All Hands on Deck
It’s some relief to see the drop in COVID-19 hospitalizations in Maryland in recent weeks. Yet, we aren’t out of the woods.
Hospitalizations are near numbers seen during the previous record-breaking surge one year ago. And workforce shortages approach crisis levels with a staggering 50% increase in nursing vacancies since the end of summer.
That means fewer caregivers at the bedside, limiting capacity to care for patients, whether those with COVID or other serious conditions.
Similar trends are reported nationwide, all of which drive up costs of temporary and travel nurses and other staff.
With an eye toward the expiration of Maryland’s public health emergency declaration February 4, we are focused on ensuring hospitals keep the flexibilities it affords.

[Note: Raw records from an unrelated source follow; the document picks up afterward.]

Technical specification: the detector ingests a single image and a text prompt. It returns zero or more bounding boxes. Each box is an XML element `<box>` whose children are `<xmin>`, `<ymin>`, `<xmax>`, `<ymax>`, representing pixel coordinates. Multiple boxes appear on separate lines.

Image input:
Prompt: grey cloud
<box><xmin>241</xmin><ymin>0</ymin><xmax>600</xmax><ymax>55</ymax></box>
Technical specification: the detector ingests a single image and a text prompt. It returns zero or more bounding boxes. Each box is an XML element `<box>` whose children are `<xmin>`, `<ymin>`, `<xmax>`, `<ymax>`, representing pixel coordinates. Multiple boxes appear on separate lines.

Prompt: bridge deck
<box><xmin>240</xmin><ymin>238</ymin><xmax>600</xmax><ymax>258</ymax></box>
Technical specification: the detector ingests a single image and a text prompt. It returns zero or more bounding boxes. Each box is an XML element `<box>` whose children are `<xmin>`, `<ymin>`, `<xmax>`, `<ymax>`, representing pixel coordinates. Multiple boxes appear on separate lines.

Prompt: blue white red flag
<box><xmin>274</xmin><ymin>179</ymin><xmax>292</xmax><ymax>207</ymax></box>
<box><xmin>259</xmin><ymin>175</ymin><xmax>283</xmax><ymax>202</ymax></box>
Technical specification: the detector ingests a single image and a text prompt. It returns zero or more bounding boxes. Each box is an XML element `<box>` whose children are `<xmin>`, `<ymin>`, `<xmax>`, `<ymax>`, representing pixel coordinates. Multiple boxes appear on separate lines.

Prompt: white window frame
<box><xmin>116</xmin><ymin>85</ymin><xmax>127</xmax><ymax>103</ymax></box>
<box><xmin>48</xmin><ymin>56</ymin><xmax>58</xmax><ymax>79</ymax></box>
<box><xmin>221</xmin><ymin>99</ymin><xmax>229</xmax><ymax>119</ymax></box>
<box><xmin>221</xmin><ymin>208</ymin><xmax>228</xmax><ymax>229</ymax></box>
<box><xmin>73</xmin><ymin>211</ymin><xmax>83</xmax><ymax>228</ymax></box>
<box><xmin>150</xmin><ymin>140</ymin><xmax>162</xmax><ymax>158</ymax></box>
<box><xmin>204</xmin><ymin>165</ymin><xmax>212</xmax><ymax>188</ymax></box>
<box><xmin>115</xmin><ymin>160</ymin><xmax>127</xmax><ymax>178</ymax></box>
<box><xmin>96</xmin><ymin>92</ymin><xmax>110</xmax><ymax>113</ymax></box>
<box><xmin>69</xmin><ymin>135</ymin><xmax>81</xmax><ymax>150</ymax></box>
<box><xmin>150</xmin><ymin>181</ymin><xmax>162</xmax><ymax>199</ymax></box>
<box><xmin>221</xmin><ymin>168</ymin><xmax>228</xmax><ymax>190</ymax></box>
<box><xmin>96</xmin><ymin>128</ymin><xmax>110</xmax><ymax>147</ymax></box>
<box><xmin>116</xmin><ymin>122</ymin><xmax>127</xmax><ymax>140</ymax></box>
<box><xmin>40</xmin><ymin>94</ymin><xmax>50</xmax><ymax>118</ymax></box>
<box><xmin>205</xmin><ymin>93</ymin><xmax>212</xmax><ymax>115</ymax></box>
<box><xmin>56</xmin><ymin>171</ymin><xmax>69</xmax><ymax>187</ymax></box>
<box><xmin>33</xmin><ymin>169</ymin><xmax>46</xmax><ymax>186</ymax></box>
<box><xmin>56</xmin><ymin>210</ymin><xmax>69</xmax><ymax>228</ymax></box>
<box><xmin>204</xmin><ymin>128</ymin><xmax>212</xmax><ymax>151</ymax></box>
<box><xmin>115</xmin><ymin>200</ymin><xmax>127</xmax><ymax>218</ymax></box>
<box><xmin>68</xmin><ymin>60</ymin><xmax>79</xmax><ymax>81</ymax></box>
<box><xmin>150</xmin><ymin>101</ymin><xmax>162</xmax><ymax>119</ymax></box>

Many of these challenges predated the pandemic, but in the last two years they’ve become untenable. No one foresees a return to what was business as usual before COVID.
Last Thursday MHA’s Task Force on the Future of Maryland’s Health Care Workforce met. We heard great ideas from Jane Kirschling, dean of the University of Maryland School of Nursing. We discussed creative ways to recruit and retain Maryland’s nurses.
Looking ahead, the field needs enhanced support from the state and the engagement of other partners such as community colleges. There must be a comprehensive campaign to rebuild Maryland’s health care workforce and to secure our human resources for the future.
MHA is committed to work with your teams and to advocate with others to find lasting solutions.